- Born: 3 January 1957 (age 69) Nyabushozi District, Uganda
- Citizenship: Ugandan
- Education: Makerere University (Bachelor of Politics and Administration) Dalhousie University, Canada (Master's degree in Education)
- Occupations: Politician, lecturer and entrepreneur
- Years active: 2001–present
- Known for: Member East African Legislative Assembly
- Spouse: Late Joshua Mugyenyi

= Mary Mugyenyi =

Ugandan Politician and Lecturer

Mary Mugyenyi is a Ugandan politician and a representative in the parliament of the East African Legislative Assembly. She is a former member of parliament for Nyabushozi County in Kiruhura District. She is a wife to the former Bank of Uganda executive director Joshua Mugyenyi.

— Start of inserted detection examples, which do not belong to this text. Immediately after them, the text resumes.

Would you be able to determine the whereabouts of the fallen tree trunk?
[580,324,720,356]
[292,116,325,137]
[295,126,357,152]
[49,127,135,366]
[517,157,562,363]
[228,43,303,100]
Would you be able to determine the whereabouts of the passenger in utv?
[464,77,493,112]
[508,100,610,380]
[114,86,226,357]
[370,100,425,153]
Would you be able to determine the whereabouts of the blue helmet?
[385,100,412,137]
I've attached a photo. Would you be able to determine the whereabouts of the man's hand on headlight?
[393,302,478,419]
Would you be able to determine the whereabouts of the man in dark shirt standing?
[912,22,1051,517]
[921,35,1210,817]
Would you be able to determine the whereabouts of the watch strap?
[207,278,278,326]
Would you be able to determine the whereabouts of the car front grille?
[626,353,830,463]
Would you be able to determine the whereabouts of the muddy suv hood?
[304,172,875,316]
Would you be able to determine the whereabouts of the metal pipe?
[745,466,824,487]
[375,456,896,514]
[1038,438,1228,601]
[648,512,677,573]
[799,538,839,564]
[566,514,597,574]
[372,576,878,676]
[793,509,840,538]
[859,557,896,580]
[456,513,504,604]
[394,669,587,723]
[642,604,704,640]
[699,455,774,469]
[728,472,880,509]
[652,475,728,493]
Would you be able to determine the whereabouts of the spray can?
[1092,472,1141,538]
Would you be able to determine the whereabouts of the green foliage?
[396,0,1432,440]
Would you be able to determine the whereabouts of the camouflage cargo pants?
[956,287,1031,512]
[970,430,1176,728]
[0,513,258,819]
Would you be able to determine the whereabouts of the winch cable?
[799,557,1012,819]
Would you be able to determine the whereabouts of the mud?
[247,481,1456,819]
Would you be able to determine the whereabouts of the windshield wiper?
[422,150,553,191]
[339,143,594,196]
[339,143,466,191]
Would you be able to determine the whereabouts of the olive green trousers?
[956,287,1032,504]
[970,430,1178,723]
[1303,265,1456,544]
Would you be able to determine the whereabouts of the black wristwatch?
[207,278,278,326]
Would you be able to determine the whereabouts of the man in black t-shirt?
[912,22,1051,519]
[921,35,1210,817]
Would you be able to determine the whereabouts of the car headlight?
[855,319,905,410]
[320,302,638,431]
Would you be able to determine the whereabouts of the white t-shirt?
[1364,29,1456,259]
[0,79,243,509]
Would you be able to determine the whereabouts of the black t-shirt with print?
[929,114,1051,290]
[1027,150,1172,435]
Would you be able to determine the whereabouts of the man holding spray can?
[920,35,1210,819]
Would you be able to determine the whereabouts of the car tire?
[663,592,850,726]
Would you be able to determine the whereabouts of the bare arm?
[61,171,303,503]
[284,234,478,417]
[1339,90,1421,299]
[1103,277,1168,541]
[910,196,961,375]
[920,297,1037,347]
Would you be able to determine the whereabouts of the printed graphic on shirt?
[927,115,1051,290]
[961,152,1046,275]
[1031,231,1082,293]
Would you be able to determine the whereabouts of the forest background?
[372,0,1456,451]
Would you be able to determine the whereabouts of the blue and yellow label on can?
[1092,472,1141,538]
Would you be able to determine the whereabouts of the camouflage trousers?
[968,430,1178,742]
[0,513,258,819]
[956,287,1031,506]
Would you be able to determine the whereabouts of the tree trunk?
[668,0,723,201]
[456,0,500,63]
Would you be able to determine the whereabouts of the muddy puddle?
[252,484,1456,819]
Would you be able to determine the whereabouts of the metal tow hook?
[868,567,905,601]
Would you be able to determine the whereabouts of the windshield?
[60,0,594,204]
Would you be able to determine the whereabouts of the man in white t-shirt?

She holds a master's degree in education from Dalhousie University, Canada, and a bachelor's degree in politics and administration from Makerere University.
She is the vice chairperson for the Uganda Management Institute Council and a lecturer at Makerere University. She has also served as state minister for agriculture. She is the brain behind the Nshenyi Culture Village, a community-based tourism initiative based in Ntungamo District. She is a one-of-a-kind person who believes that money is letting down the development of East African politics.

In 2013, she and Makerere staff honored her late husband and former political lecturer Joshua Baitwa Mugyenyi at Makerere University together with Ephraim Kamuntu.